Inwiefern hat Open Source die Wirtschaft und auch Geschäftsmodelle verändert?
Google wäre beispielsweise ohne Open Source praktisch nicht denkbar. Google nutzt mehrere hunderttausend Server und es wäre ziemlich teuer, wenn Google für jeden neuen Server Lizenzgebühren abführen müsste. So kann Google Software wirklich ausreizen und erweitern, um sie an die eigenen Bedürfnisse anzupassen. Open Source ist dadurch ein Kernbestandteil des Geschäfts. Mittlerweile gibt Google auch Software an die Open-Source-Community zurück und unterstützt unter anderem die Mozilla Foundation.

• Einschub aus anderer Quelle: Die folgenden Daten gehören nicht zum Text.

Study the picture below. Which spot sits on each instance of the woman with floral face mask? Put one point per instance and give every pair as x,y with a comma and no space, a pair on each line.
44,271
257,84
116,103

Hal R. Varian ist Professor an der „School of Information Management and Systems“ (SIMS), der Haas School of Business und dem Department of Economics an der Universität Berkeley. Er war Gründungsdekan der SIMS, lehrte unter anderem am MIT, in Oxford und den Universitäten Stanford und Michigan und erhielt Anfang 2006 durch die Universität Karlsruhe einen Ehrendoktortitel verliehen. Varian hat diverse Bücher veröffentlicht, darunter „Intermediate Microeconomics“ und „Microeconomic Analysis“, die an vielen Universitäten im Bereich Mikroökonomie zur Pflichtliteratur gehören. Zusammen mit Carl Shapiro steckt er hinter dem Buch „Information Rules – A Strategic Guide to the Network Economy“. Zudem schreibt Varian eine monatliche Kolumne für die New York Times und berät Google.